Comment on devient un «héros» de la résistance au génocide

Face à la machine génocidaire mise en place au Rwanda en 1994, Tharcisse Sinzi a survécu grâce à «un mélange d’ingéniosité, de courage, et surtout de hasard».
Le 7 avril, le Rwanda s’est recueilli en souvenir du génocide de 1994 qui a fait un million de morts au sein de la minorité tutsie et parmi les opposants hutus au régime du président Juvénal Habyarimana. Plusieurs livres ont retracé la violence indicible de ces crimes de proximité, commis par des voisins, le calvaire des survivants, la difficulté de la cohabitation entre victimes et bourreaux après l’œuvre de la justice. Rares sont les récits de faits de résistance qui se sont développés pendant les trois mois de massacres entre avril et début juillet 1994. C’est le grand intérêt du livre Combattre, écrit avec le journaliste Thomas Zribi, de relater le parcours de Tharcisse Sinzi, un habitant du village de Nyagisenyi, à l’est de la ville de Nyanza, dans le sud du Rwanda, qui, face à l’attaque annoncée des Hutus de la localité de Gikongoro, connus pour avoir perpétré des massacres de Tutsis en1959, a d’abord mobilisé la population locale, toutes ethnies confondues, puis a pris la tête des Tutsis qui ont fui dans les forêts voisines.
Sa survie, Tharcisse Sinzi la doit à «un mélange d’ingéniosité, de courage et surtout de hasard». L’ingéniosité quand il organise la résistance sur la plus haute colline du site de l’Institut des sciences agronomiques du Rwanda (Isar), en fortifiant, à coups de jets de pierre et de combats avec des outils agricoles, le versant le plus accessible aux assaillants. Le courage, lorsqu’il s’agit de continuer à se battre alors que les miliciens de la région ont reçu le renfort de gendarmes équipés d’armes lourdes, un tir d’obus de mortier faisant des dizaines de morts parmi les réfugiés. Le hasard aussi puisque dans leur débandade vers le Burundi après qu’un assaut les ait délogés de leur position, les fuyards, selon qu’ils prendront tel ou tel chemin, se précipiteront sous le feu fatal des agresseurs ou survivront.

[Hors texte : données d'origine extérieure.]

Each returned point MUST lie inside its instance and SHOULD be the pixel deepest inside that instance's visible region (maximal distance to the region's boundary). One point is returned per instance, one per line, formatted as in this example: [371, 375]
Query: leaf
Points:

Tharcisse Sinzi a «besoin de croire en l’innocence» des amis hutus de son enfance.
Le récit du sauvetage de Tharcisse Sinzi et des 117 fugitifs qui ont survécu parmi les quelque 3.400 qui l’accompagnaient est aussi une leçon de vie. Lui qui a perdu dans le génocide son père, son épouse et plusieurs de ses enfants dit «avoir besoin de croire en l’innocence» des amis hutus de son enfance. En portant assistance à la fille de l’un d’entre eux, ancien gendarme décédé de mort naturelle, «je l’aide autant qu’elle m’aide». A continuer à croire en l’humanité de l’autre.